In the world of basketball, the slam dunk is the ultimate showstopper. Whether it’s a one-handed slam, a windmill or a 360-degree spin, each dunk style carries its own flavor and level of difficulty.
Whether one leg or two, one handed to two hand dunks. A single fundamental question seems to persist among basketball enthusiasts and athletes alike: Is it more challenging to dunk off one or two feet?
The choice between a one or a dunk off of two-feet dunk hinges on a myriad of factors, including the player’s physical attributes, jumping ability, and personal preference.
A one-handed slam requires less vertical ability compared to a two-handed dunk.
This is largely due to the fact that a one-handed dunk allows the player to extend their arm further toward the basket, reducing the height you need to jump to get the ball over the rim. While a two-handed dunk requires the player to elevate their entire upper body to the same level as the rim, necessitating a higher vertical jump.
For athletes who aren’t blessed with towering height, this fact becomes particularly crucial. By opting for a one-handed dunk, you can utilize your arm’s length to your advantage, effectively reducing the distance you need to jump.
The approach to the slam dunk can also influence the height of the jump. Most players find that jumping off of one foot from a running start makes it easier to achieve the necessary height to get to the rim. The momentum gathered from a running start can help generate additional force, boosting your vertical jump. This technique mirrors the movements of a long jumper, where speed is converted into lift.
Dunking off one foot is often seen as a graceful and fluid motion. It requires an explosive takeoff, precise timing, and a well-coordinated leap. Taller players may find more success with one-foot dunks due to their longer limbs, which allow them to cover greater distance off a single step.
This style of dunking demands exceptional leg strength and fast-twitch muscle fibers.
Conversely, dunking off two feet with two hands is about raw power and vertical leap. This technique provides a solid base of support, enabling athletes to generate more force and height.
The verdict on which type of dunk is more difficult seems to depend largely on individual strengths and preferences. While one-foot dunks require a combination of precision and timing, two-foot dunks demand explosive power and the ability to generate force simultaneously from both feet.
Whether you’re a one-foot finesse dunker or a two-foot powerhouse, the beauty of dunking lies in its versatility and the opportunity for personal expression. Regardless of your dunking style, remember that practice, resilience, and a deep understanding of your capabilities are key to mastering the art of the slam dunk.
When training to increase your vertical jump, so you can throw down the perfect slam dunk, you’re not training the same way you would to lose weight,
Plyometric exercises like depth squats, depth jumps, broad jumps and squat jumps involve explosive muscle movements that increase strength, jumping ability, jump height, agility and overall speed.
When performing these strength training exercises, it’s important to remember to warm up beforehand in order to prevent injury.

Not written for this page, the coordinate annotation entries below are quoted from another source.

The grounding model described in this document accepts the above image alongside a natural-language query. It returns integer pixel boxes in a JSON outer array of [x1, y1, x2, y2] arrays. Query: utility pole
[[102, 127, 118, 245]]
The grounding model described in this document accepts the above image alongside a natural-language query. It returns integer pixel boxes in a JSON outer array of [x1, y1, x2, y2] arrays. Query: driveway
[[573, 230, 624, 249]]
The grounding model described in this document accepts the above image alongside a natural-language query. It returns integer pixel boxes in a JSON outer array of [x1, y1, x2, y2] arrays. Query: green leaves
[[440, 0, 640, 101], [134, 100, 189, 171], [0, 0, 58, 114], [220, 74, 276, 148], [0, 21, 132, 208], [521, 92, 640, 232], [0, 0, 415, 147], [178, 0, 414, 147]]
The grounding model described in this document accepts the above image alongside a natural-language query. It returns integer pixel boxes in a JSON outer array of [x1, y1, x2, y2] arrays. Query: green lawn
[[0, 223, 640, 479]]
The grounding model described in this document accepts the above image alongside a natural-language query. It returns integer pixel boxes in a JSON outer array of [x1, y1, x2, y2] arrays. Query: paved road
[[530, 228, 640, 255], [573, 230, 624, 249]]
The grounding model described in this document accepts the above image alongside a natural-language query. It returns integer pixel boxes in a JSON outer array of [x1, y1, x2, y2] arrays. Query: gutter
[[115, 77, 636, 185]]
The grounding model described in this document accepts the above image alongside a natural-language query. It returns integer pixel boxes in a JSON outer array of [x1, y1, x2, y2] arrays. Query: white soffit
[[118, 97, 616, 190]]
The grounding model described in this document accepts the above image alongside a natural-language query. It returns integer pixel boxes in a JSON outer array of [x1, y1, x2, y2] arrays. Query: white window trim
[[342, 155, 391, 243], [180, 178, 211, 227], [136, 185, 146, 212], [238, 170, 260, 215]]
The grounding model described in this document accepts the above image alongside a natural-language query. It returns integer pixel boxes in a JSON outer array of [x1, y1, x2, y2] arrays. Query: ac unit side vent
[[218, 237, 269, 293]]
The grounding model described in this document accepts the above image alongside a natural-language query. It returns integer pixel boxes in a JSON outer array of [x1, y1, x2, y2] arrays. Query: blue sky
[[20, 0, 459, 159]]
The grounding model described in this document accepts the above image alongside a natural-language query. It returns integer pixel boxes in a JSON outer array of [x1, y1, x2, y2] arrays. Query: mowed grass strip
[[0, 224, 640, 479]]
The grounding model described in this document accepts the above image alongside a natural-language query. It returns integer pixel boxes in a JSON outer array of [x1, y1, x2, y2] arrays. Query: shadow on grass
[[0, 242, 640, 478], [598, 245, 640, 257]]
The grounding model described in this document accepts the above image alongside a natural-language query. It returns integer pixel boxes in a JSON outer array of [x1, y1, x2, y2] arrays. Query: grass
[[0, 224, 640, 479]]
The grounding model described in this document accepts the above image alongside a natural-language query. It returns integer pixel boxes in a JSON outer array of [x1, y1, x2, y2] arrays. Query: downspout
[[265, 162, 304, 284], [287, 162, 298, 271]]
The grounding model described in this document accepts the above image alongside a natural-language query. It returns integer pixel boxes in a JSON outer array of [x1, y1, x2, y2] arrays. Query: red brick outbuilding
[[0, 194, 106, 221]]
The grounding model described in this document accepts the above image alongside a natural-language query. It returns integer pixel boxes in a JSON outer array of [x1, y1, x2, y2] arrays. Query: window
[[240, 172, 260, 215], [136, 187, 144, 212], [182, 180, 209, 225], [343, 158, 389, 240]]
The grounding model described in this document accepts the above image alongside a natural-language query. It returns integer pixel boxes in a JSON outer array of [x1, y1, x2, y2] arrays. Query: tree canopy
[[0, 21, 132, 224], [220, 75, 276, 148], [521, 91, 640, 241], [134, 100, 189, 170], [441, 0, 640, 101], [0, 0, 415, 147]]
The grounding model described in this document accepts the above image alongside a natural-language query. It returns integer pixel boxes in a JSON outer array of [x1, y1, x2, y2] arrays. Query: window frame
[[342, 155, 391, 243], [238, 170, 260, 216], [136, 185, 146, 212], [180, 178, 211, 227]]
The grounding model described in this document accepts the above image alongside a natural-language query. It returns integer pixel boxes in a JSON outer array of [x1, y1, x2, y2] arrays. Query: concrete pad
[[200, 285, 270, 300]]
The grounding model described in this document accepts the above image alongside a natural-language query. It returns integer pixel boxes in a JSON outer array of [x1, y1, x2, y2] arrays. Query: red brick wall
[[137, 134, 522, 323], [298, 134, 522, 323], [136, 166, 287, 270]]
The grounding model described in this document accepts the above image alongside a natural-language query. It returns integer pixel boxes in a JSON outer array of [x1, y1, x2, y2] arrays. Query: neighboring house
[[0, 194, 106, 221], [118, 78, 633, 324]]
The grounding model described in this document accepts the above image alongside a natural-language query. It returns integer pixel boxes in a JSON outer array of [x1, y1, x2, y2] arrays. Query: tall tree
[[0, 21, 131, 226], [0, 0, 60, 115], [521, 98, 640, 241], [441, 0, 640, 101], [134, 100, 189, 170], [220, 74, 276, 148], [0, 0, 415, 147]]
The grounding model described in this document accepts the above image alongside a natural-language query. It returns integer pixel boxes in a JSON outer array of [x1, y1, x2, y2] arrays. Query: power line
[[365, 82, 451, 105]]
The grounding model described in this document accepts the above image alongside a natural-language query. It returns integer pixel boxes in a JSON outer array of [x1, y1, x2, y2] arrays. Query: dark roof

Remember to always perform high-quality repetitions with correct form as you work on leg strength, core strength and explosiveness.
This means that the height of each jump should be maximum, while also paying attention to landing correctly on both feet with bent knees.
It’s best to start off easy, gradually increasing intensity as you build up your strength training over time. This is to avoid injury due to excessive strain on muscles or joints.
When used consistently over a period of several weeks or months, plyometric exercises like box jumps, can provide numerous benefits such as improved coordination, reduced risk of injury during physical activities, increased flexibility and range of motion due to greater joint mobility.
They also attribute to improved balance, due to proper muscle recruitment patterns across the entire body during explosive movements.
This adds increased power for more dynamic performance, such as higher leaps when dunking a basketball or more powerful kicks from soccer players.
Do you ever dream of being able to slam dunk?
If so, then Vert Shock’s Vertical Jump Training is the perfect program to help you reach your athletic potential. You can get the training necessary to increase your vertical jump significantly with this specialized eight week program.
The systematic approach is based on scientific principles proven to increase power and explosiveness in athletes of all ages.
The Vert Shock program includes 3 different phases that gradually build up intensity and duration, while also teaching proper form and technique.
Each phase includes a detailed instructional video, workout diary, access to online support forum, nutrition guide, and much more.
No, you don’t need Vert Shock to be able to dunk a basketball. However, the creator of Vert Shock, Adam Folker is an ex-NCAA baller that played basketball at UC-Irvine. He played pro ball overseas after college too.
It took Adam over five years to perfect this method of working the elastic fibers to increase hops quickly and significantly.
This is the same method that the Russians used to capture gold medals in the high jump at the 1960, 1964, 1968, and 1972 summer Olympic Games.
If you’re a highly skilled trainer that can do this on his own, by all means, feel free to just do it like Nike.
It’s not just the exercises that you train with but just as much, it’s when you perform each exercise that allows this program get the results it gets.
What I mean is for each exercise you use to train with Vert Shock, the order you perform the exercises and how many reps you do, that’s what really matters.
You need the right levels of intensity at the right time to challenge yourself when it matters most.
You’ve been playing basketball for years now, but you’ve never been able to dunk a basketball.
You’ve tried improving your vertical jump before, but it never worked.
With Vert Shock, you can improve your vertical jump in as little as 8 weeks.
The program is designed to target all the muscles involved in jumping, so you’ll see a big increase in your vertical jump height.
Improve your vertical jump and finally dunk a basketball with Vert Shock. The program is easy-to-follow and only requires about an hour of your time, until the training is finished.
Vert Shock comes with a 60-day money back guarantee,
so there’s no risk in trying it out!
Being able to dunk a basketball is an impressive skill that can give players advantages both on and off the court.
It’s not only a great way to score points quickly, but it also looks really cool and can be incredibly satisfying for those who have worked hard to achieve it.
What are some of the other benefits of dunking? Let’s take a look at some of them below.
Not all people need Vert Shock, it’s only for those people that want to be able to dunk but currently can’t. You have to use commonsense too. If a person is 5’2 and buys Vert Shock, they’ll drastically increase their vertical but that might still not be enough for them to be able to get above the rim and throw it down.
Vert Shock was designed specifically for those who want to increase their vertical jump. This program will add 9-15 inches to your vertical.
With over 12 years of research, this groundbreaking program combines breakthrough science with proven methods and techniques used by some of the top professional athletes in the NBA.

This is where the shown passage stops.